Well, maybe it's a language problem. I will give it one more try.
When I say please post your problem I mean, please describe the system you are trying to solve. What material is between your source and detector? Are you doing a source calculation or a kcode calculation? That sort of thing. Just saying your stats are bad does not let me help you. I need to know about the system you want to analyze.
You have now posted some vague hints. It seems like you have an x-ray source and some detectors.
For MCNP 6.2, the user manual section 3.3.6 is where you want to start reading.
When you have a source there are a couple reasons the stats may be bad.

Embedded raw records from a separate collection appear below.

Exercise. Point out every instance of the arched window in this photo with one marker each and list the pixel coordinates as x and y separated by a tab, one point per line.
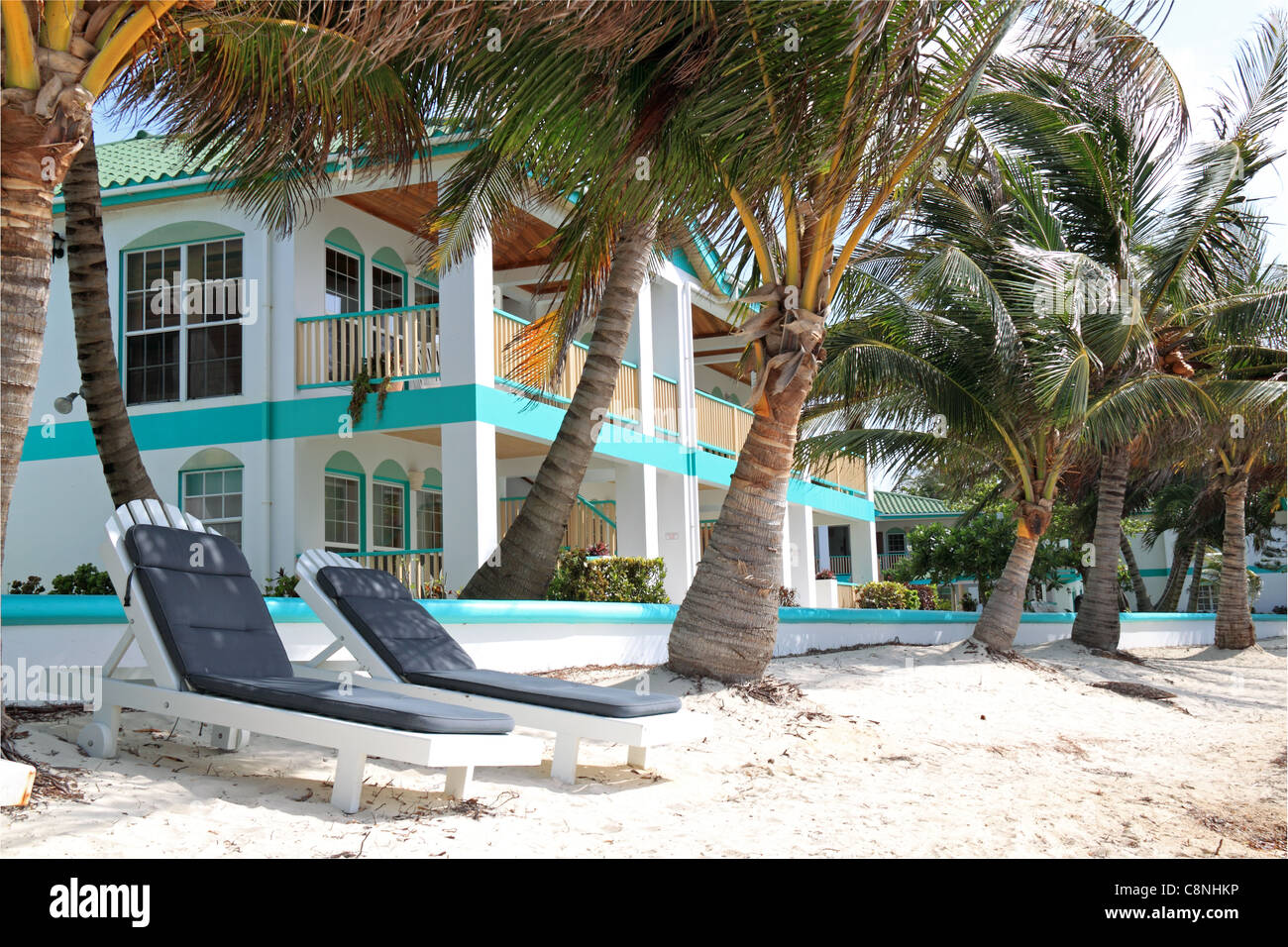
343	499
343	272
210	488
183	295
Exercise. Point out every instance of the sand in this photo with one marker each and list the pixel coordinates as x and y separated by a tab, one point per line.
893	750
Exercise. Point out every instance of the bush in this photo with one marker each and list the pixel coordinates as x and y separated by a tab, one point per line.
33	586
85	579
927	598
610	579
281	585
888	595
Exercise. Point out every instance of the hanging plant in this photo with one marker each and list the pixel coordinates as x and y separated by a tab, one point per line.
362	386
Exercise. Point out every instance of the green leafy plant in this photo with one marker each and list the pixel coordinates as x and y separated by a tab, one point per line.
888	595
362	386
85	579
281	585
609	579
31	586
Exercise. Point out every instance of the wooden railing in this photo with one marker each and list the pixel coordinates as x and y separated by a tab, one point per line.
590	522
666	407
841	474
721	425
400	344
888	561
625	405
416	569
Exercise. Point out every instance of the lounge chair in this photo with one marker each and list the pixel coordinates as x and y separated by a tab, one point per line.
214	656
406	651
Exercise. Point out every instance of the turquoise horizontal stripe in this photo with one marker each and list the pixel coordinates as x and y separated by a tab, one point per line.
106	609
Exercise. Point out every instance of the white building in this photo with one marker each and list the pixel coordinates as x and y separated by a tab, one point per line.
244	419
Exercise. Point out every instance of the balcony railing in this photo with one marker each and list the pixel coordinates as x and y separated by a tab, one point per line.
625	406
416	569
721	425
888	561
591	522
399	344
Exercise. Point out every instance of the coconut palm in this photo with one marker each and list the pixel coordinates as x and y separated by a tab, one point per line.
953	350
1111	153
570	103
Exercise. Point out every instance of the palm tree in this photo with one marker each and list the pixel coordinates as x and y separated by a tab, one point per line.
1109	153
953	351
95	352
568	108
62	55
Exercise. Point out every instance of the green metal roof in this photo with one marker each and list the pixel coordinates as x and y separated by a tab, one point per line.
890	504
145	158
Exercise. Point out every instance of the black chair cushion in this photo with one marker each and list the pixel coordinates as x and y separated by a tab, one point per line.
359	705
550	692
209	611
391	621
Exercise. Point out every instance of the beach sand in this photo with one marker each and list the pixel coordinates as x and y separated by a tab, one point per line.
890	750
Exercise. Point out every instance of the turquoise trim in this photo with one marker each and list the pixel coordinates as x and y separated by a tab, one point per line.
180	234
106	609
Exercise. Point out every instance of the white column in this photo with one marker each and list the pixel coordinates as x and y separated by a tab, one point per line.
863	552
799	553
469	447
636	510
465	322
643	328
824	551
675	523
469	499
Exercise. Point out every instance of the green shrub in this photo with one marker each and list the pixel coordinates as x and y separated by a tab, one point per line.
281	585
927	596
85	579
609	579
888	595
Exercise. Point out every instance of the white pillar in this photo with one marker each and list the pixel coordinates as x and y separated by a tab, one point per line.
636	510
675	523
465	322
863	552
824	551
469	447
799	553
643	328
469	499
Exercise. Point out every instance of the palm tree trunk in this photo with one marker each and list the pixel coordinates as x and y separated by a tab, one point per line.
531	548
104	402
1137	579
1234	626
1192	603
728	621
1098	621
1000	620
1171	599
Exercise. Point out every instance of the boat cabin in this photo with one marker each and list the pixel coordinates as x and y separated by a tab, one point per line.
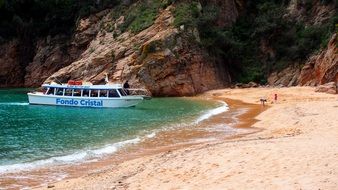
102	91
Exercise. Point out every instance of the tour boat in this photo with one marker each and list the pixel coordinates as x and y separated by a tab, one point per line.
74	93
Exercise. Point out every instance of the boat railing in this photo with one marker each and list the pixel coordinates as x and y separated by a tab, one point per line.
139	91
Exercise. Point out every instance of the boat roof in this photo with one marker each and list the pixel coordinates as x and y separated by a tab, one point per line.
97	87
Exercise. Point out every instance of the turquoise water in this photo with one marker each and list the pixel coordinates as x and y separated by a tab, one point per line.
47	134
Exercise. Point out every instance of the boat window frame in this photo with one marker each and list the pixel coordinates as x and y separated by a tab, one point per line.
77	89
91	91
123	92
84	92
106	94
57	90
116	92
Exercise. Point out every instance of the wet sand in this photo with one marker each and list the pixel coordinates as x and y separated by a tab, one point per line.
240	115
291	145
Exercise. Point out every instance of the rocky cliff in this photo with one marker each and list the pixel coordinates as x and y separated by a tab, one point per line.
319	69
10	70
167	59
161	58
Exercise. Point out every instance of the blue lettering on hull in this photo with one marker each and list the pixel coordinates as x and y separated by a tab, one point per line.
83	103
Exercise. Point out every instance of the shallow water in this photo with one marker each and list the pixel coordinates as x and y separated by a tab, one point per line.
33	136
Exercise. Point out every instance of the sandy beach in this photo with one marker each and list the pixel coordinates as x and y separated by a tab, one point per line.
296	148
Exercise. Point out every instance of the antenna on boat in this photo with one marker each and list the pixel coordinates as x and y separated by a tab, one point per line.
106	78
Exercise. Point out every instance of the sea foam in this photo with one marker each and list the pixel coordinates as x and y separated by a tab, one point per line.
78	157
223	108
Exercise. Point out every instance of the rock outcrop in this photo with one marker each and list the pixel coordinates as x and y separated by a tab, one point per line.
318	69
51	55
321	68
287	77
10	69
161	58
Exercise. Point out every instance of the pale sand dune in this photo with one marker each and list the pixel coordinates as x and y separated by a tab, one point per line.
297	149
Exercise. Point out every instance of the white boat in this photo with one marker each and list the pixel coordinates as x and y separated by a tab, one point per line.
77	94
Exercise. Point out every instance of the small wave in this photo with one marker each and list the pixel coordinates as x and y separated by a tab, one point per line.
15	103
86	155
151	135
213	112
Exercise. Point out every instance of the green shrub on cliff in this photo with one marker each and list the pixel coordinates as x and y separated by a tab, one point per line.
186	13
142	14
261	41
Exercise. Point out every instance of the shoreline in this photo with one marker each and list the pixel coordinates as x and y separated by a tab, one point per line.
174	139
276	156
296	148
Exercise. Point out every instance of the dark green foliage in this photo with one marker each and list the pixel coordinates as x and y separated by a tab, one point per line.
239	45
186	14
142	15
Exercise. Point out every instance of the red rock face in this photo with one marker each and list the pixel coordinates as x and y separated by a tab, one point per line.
10	70
322	68
161	58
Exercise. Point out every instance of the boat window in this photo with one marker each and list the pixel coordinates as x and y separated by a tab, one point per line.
103	93
122	92
94	93
59	91
113	93
68	92
85	93
77	92
50	91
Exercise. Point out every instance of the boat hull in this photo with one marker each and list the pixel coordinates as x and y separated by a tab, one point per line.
96	102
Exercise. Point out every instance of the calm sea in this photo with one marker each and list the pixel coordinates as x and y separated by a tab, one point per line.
35	136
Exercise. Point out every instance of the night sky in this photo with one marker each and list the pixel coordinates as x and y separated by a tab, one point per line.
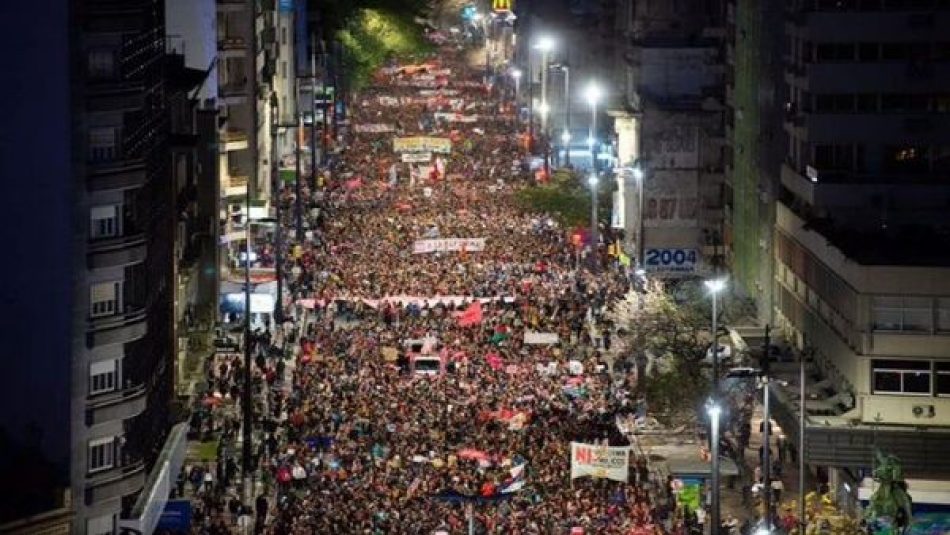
35	172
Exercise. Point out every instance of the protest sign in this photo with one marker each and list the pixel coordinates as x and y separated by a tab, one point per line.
374	128
456	117
416	157
448	245
538	338
608	462
422	144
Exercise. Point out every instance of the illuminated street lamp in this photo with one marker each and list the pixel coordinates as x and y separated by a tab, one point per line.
593	95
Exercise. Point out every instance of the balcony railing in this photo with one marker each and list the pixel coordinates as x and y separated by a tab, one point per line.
118	251
119	405
120	328
115	482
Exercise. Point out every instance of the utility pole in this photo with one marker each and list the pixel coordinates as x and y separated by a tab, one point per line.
313	112
275	195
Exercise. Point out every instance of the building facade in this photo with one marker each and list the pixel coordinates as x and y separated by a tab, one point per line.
670	124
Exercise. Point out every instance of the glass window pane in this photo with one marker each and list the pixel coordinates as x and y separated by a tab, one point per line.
942	385
887	320
917	382
887	382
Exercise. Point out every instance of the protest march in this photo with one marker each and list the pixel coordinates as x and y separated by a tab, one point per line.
447	371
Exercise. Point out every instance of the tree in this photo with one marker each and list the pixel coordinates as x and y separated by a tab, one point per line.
669	341
566	198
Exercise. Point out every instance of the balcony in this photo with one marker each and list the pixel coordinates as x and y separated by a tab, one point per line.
230	47
115	95
115	483
116	174
234	140
113	252
233	92
120	405
118	329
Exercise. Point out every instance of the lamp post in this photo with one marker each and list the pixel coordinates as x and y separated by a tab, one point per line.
545	45
592	181
516	76
715	286
593	95
566	143
714	412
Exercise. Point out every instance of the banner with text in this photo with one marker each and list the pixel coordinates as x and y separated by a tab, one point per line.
422	144
374	128
540	338
608	462
416	157
448	245
456	117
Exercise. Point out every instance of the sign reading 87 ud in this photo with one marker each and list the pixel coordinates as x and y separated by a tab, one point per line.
679	260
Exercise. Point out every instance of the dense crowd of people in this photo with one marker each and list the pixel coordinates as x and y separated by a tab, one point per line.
356	438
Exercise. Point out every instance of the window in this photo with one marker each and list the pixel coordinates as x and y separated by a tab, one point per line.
101	454
103	144
905	159
104	221
100	525
102	377
942	378
101	64
908	314
908	377
104	299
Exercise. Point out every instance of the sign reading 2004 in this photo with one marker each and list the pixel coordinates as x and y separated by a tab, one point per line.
679	260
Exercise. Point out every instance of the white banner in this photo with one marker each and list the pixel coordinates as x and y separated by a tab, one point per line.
374	128
456	117
438	92
416	157
538	338
448	245
599	461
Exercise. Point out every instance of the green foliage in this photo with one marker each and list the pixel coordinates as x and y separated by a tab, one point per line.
566	199
374	36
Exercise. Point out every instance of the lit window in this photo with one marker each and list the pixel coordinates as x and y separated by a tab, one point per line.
907	377
104	299
104	221
102	377
103	144
101	454
101	64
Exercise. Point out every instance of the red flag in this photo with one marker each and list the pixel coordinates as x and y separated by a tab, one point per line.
471	315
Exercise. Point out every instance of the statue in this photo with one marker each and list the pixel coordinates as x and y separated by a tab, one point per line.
891	499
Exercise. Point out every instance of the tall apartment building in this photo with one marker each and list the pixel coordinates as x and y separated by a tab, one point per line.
671	121
848	206
755	97
247	62
97	377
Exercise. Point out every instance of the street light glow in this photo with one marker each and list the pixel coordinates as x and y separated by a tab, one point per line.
715	285
545	43
592	93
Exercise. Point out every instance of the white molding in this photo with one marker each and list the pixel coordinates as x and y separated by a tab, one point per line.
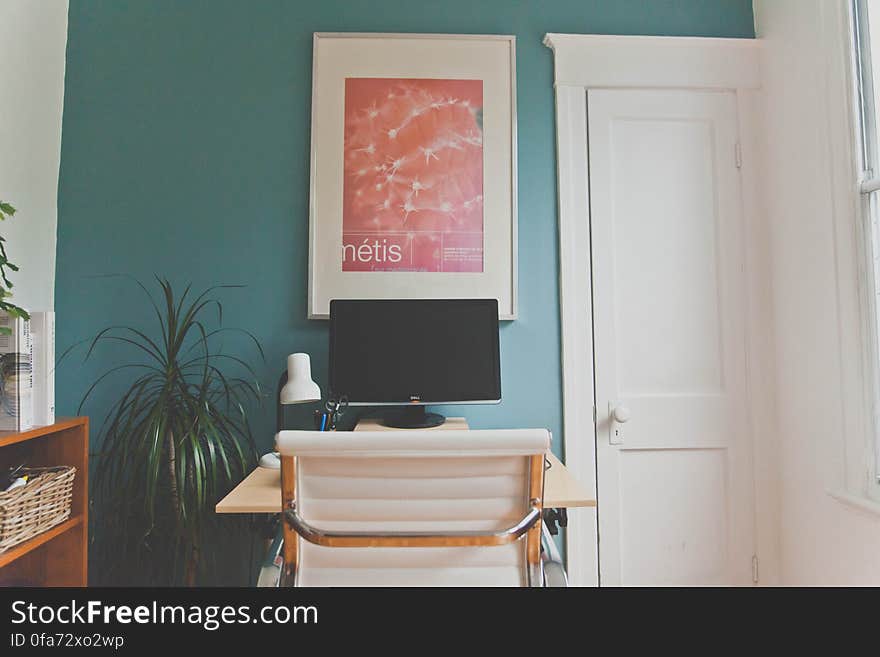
855	501
582	62
576	318
760	346
589	60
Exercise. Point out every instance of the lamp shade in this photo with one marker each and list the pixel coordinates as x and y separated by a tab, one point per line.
299	387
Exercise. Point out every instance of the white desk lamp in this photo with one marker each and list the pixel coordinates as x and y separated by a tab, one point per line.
294	387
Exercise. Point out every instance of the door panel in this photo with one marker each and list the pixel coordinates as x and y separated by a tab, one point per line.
674	476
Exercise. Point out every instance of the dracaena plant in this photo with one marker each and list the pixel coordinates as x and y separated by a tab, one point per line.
175	439
6	210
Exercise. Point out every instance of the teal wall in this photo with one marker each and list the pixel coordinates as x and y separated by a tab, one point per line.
185	153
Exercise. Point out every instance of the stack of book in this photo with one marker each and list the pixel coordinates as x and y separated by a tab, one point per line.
27	371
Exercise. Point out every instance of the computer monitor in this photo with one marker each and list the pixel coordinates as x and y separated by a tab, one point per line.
411	353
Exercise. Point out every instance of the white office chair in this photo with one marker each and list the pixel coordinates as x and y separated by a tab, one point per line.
412	508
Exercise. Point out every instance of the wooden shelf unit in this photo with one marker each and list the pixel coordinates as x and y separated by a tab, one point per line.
59	556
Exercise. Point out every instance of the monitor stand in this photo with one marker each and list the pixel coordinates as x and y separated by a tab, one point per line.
413	417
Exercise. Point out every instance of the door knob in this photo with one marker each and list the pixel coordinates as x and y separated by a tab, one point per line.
621	414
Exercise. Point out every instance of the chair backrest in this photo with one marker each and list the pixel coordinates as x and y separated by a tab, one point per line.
381	482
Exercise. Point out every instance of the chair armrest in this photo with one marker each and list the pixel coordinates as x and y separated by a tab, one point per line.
318	536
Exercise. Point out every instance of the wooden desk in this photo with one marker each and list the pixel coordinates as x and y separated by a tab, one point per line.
260	491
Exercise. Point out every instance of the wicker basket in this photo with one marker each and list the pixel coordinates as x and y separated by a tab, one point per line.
37	506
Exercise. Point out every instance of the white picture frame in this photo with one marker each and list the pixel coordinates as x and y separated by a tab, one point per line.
425	59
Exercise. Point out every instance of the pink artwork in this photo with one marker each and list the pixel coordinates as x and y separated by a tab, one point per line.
413	177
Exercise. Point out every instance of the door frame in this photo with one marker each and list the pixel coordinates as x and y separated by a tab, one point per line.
586	61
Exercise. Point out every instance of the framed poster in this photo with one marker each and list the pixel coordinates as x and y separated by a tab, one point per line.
413	169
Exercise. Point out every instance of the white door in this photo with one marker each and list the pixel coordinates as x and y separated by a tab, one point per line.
674	471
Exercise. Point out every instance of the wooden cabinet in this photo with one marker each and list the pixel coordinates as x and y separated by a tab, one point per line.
59	556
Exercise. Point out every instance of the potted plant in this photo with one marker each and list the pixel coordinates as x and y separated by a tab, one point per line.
176	438
6	210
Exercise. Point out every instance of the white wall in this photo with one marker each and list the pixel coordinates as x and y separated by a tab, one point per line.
32	52
809	192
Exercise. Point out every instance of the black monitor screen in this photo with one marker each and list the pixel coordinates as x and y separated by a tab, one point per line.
405	351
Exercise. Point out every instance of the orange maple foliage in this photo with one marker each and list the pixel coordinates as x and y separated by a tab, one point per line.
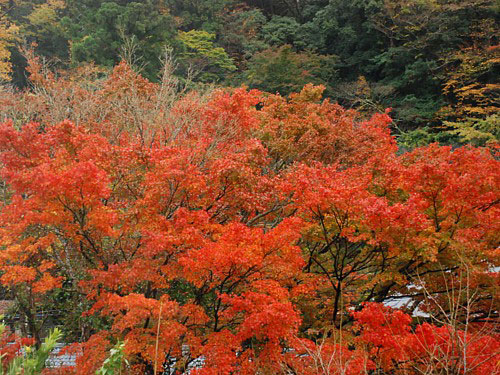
237	225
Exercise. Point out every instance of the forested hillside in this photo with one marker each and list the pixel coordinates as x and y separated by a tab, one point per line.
250	187
434	62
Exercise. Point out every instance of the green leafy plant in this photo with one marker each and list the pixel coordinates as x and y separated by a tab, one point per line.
113	364
34	361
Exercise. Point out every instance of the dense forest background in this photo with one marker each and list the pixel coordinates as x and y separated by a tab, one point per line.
434	62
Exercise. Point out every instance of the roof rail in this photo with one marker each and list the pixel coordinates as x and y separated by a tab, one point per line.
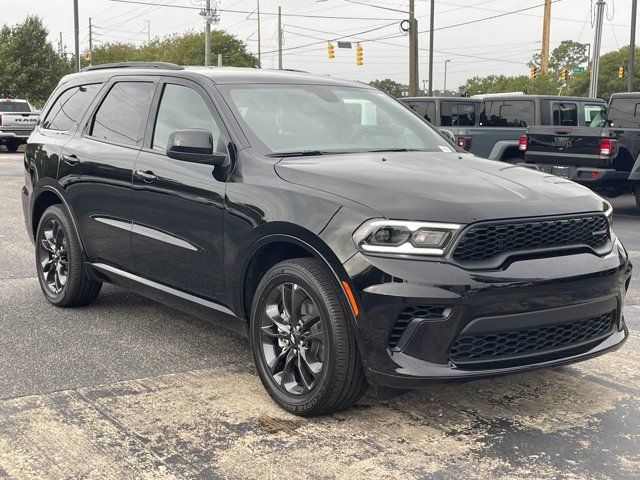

One is simple geometry. As you get farther from the source many of the particles go somewhere besides the detector. You can deal with this through a variety of biasing methods. You make your source point in the direction of the detector. Then you adjust the normalizing of the detector to account for the biasing. For example, a spherical source could be adjusted to only send particles in a tiny cone. Then you adjust for the relative area of the cone versus the full sphere.
Another method for geometry is the DXTRAN sphere. Before you use this one you should read the manual VERY carefully. You can get misleading results very easily if you do things wrong.
There are also a variety of detector tallies that are semi-deterministic. Again, you need to read the manual on these VERY carefully.
Another reason you may be getting bad stats is shielding. If there is a lot of material between your source and detector then nearly all the particles get absorbed before they get to your detector. There are a bunch of things you can do in that case. The simplest is adjusting the importance of various parts of the system. The goal is to have the number of particles at your detector be larger. There are several methods with additional levels of sophistication, but also additional effort required.
In very broad outline, importance adjusting goes like so. Consider a source, shielding material, and a detector on the other side.
source | shielding | shielding| shielding| shielding| detector
By the time particles get through there are very few left. Most get absorbed. The basic idea is you set the importance higher and higher as you get closer to the detector.
source | shielding | shielding| shielding| shielding| detector
imp:1 imp:1 imp:2 imp:4 imp:8 imp:16
The idea is, when importance changes from 1 to 2, the code will change one particle of weight 1 to two particles of weight 1/2. The ideal is to keep the number of particles roughly constant across each layer. That way you can get good stats at the detector.
For simple systems you can apply this by hand. For more complicated systems there are some automated utilities in MCNP. They are fairly complicated and require a lot of careful reading of the user manual.